After attending the joint conference of the Rural Ontario Municipal Association and Ontario Good Roads Association from Sunday through Wednesday in Toronto, Coun. Tannis Drysdale said the town’s budget problems are similar to those being experienced elsewhere in the province.
“We’re all very much in the same boat. We were at the top of the scale, because we haven’t been preparing for it in the past,” noted Coun. Drysdale, who attended the conference with Mayor Dan Onichuk.
“But I didn’t meet anyone from a municipality that wasn’t in a serious financial situation,” she added.
Coun. Drysdale and Mayor Onichuk, along with the other elected officials in attendance, got to hear Prime Minister Paul Martin give a campaign-style speech Monday in which he pledged Canada’s smaller towns and villages won’t be left behind in a promised “new deal” for cities.
Speaking to about 1,400 civic leaders, Martin said the country’s prosperity depends on the wellbeing of all municipalities—not just the big ones.
“We will not be a great nation unless our smallest municipalities have the opportunity to offer their young every bit the opportunities that exist right across this country,” Martin told the delegates.
“We understand the financial needs that you face.”^The decision to exempt local governments from the GST was an “important down payment” on a new deal for the country’s local governments, Martin had said.
Coun.

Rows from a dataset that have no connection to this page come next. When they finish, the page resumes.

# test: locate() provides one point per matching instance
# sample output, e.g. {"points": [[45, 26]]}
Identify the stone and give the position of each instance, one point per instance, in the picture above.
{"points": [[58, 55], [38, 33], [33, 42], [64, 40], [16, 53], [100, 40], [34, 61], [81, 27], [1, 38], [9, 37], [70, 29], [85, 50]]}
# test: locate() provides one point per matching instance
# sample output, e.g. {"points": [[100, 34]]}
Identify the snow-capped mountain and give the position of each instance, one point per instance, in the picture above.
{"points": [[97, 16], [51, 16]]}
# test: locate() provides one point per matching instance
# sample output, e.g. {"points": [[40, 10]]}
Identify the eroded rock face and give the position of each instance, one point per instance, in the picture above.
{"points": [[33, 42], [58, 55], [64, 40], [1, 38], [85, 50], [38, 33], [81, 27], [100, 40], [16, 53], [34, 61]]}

Drysdale said she felt Martin was sincere in his message.
“I have a great deal of confidence we’ll see changes for the better in the next three years,” she remarked.
A two-cent-per-litre gas tax rebate for municipalities to put back into roads is another benefit that should be coming down the pipeline in the future, she added.
“There was no magic box of money to be found [at the conference] and believe me, I was looking.
But we all came away with the conclusion municipalities are in a crisis, and there has to be a solution,” Coun. Drysdale said.
She noted Martin and other politicians, such as Ontario Municipal Affairs minister John Gerretsen, “seemed genuine” in their commitment to small communities.
During her time at the conference, Coun. Drysdale also got to attend several workshops dealing with various aspects of rural municipalities, such as rural economic development and downtown revitalization.
While some of the discussions were aimed specifically at rural communities in the literal sense (farming as a primary industry), issues often applied to a northern pulp and paper mill community such as Fort Frances.